El leal caballero se quedó atónito y espantado. Estaba, como ellos dicen, foudroyé. Durante breve rato no me dijo nada, pero yo comprendí su martirio y le tenía lástima. ¡Oh, qué mala he sido siempre!

-Ese hombre... -murmuró Montguyon-, ese hombre...

-Ahora, reconociéndome culpable, reconociéndome inferior a usted -dije-, le autorizo para que me abrume a preguntas, si gusta, y aun para que me eche en cara mi ligereza.

-Ese hombre... -prosiguió el francés-. Perdone usted; pero nada es más curioso que la desgracia. El amor desairado quiere tener miles de ojos para sondear las causas de su desdicha. Ese hombre... ¿quién es?

-Un hombre.

-¿De familia ilustre?

-No señor, de origen muy humilde.

-¿Le ama usted hace tiempo?

-Hace mucho tiempo.

-Él... ¿la ama a usted?

-No estoy muy segura de ello.

-¡Oh! ¡Qué iniquidad! -exclamó con furor el Conde-. Es un miserable.

-Un ingrato, y es bastante.

-¿Y a pesar de su ingratitud le ama usted?

-Tengo esa debilidad, que no puedo dominar.

-Aborrézcale usted.

-Si fuera fácil... Difícil cosa es esa.

-¡Es verdad, difícil cosa! -exclamó Montguyon con tristeza-. ¿Y ese hombre?...

-¿Pero hay más preguntas todavía?

-No, ya no más. Me basta lo que sé, y me retiro.

-Se conduce usted como un cualquiera -le dije con verdadero afecto-. Me abandona usted, precisamente cuando mi sinceridad merece alguna recompensa. ¿Será posible que cuando yo empiezo a tener franqueza, deje usted de tener generosidad?

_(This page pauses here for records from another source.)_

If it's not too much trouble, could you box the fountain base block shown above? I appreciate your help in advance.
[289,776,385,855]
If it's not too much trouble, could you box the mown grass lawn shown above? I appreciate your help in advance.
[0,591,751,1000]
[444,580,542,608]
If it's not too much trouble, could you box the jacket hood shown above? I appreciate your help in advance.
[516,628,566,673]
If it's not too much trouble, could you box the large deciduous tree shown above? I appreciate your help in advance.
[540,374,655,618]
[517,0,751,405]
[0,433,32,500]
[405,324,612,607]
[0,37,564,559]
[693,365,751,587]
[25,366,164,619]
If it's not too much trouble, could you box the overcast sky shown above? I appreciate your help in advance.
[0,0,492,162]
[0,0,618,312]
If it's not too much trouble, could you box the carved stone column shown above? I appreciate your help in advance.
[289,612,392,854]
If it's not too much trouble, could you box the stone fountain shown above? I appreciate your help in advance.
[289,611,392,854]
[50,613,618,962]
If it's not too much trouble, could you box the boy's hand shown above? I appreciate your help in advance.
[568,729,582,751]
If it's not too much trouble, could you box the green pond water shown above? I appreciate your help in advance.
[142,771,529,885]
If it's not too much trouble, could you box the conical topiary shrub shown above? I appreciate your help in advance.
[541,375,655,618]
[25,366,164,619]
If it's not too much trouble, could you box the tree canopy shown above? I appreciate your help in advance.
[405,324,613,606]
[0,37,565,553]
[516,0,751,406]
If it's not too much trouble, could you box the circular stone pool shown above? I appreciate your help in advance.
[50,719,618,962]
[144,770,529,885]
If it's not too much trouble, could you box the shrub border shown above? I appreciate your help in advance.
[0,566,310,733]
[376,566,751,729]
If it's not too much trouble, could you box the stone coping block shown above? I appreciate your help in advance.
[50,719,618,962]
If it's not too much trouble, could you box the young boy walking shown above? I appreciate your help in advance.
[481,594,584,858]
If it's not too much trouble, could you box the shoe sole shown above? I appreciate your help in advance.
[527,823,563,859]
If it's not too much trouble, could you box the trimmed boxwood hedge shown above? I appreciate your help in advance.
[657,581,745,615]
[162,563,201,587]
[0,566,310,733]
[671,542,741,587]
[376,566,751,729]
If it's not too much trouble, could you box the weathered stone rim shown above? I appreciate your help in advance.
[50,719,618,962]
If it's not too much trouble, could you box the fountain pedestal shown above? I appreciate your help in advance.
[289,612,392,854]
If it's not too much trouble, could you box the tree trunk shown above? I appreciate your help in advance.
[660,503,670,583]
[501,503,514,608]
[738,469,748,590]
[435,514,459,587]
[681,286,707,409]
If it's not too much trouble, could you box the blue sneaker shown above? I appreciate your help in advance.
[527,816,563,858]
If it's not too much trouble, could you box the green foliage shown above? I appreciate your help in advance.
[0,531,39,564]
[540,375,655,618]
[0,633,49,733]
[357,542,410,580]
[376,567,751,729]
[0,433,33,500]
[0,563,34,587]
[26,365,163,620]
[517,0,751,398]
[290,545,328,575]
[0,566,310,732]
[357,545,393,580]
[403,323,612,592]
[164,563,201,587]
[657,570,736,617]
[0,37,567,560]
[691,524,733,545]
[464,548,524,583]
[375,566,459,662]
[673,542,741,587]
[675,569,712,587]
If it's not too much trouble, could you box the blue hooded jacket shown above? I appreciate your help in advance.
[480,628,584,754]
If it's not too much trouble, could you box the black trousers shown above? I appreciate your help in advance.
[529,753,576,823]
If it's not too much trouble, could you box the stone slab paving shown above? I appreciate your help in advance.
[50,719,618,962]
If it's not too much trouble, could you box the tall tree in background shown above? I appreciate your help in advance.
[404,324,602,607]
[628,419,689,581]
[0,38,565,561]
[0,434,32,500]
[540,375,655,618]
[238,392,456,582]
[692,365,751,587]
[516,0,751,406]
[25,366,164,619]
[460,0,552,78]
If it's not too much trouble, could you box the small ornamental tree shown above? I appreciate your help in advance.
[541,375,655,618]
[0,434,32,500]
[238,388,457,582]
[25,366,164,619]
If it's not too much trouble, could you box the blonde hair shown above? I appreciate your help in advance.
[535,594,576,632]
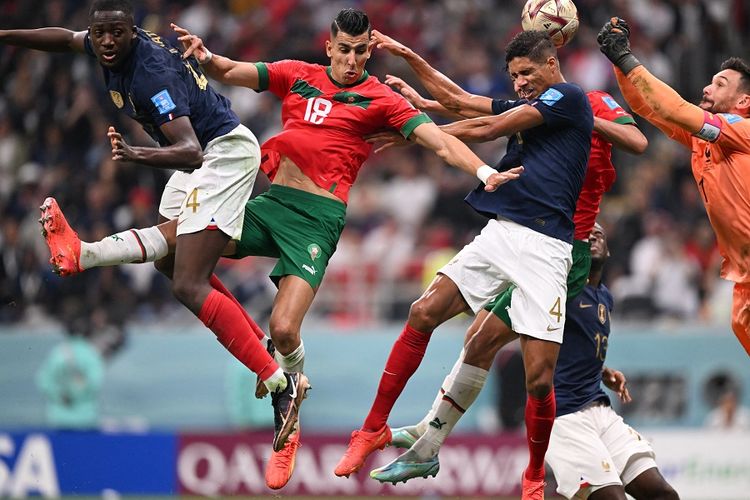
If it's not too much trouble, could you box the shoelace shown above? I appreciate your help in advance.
[275,441,301,467]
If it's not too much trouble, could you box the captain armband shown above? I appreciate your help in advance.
[196,47,214,66]
[693,111,723,142]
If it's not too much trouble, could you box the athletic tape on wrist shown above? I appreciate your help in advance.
[477,165,499,184]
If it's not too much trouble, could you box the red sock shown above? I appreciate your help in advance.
[526,388,556,481]
[209,274,266,340]
[362,325,432,432]
[198,290,279,380]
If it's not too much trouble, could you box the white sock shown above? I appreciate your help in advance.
[80,226,169,269]
[274,340,305,373]
[263,368,286,393]
[414,349,466,436]
[411,363,489,459]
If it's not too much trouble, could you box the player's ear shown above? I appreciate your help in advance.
[737,94,750,117]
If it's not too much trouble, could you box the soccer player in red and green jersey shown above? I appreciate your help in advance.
[38,9,523,489]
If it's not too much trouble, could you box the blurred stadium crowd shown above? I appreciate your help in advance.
[0,0,750,336]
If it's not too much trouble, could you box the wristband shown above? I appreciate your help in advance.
[198,47,214,66]
[477,165,500,184]
[615,52,642,75]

-¡Oh! Señora, toca usted una fibra de mi corazón que siempre responde, aun cuando la hieran con puñal.

-Sí, sí, amigo mío. Usted es generoso y noble en gran manera. Para que la diferencia entre los dos sea siempre grande, para que usted sea siempre un caballero y yo una miserable, págueme usted como pagan en todas ocasiones las almas elevadas. Pues yo me he portado mal, pórtese usted bien conmigo. Haga cada cual su papel. Cumpla usted el precepto que manda volver bien por mal. Así crecerá más a mis ojos; así me abatiré yo más a los suyos; así su generosidad será mayor y mi culpa más grande también, y usted tendrá en su vida una página más gloriosa que la victoria que acaba de alcanzar frente al enemigo.

-Comprendo lo que usted me dice -murmuró el francés, descansando por breve rato su frente en la palma de la mano-. Yo seré siempre digno de mi nombre.

-¡Caballero leal antes, ahora y siempre! -exclamé yo.

-Bien, señora -dijo levantándose y alargándome la mano que estreché cordialmente-. Lo que usted desea de mí es bastante claro.

-Sí.

-Y yo -añadió con manifiesta emoción- empeño mi palabra de honor...

-¡Oh!, lo esperaba, lo esperaba.

-Doy mi palabra de honor de hacer cuanto esté en mi mano para devolver a usted la felicidad, entregándole a su amante.

-Gracias, gracias -exclamé derramando lágrimas de admiración y agradecimiento.

El Conde, saludándome ceremoniosamente, se retiró. De buena gana le habría dado un abrazo.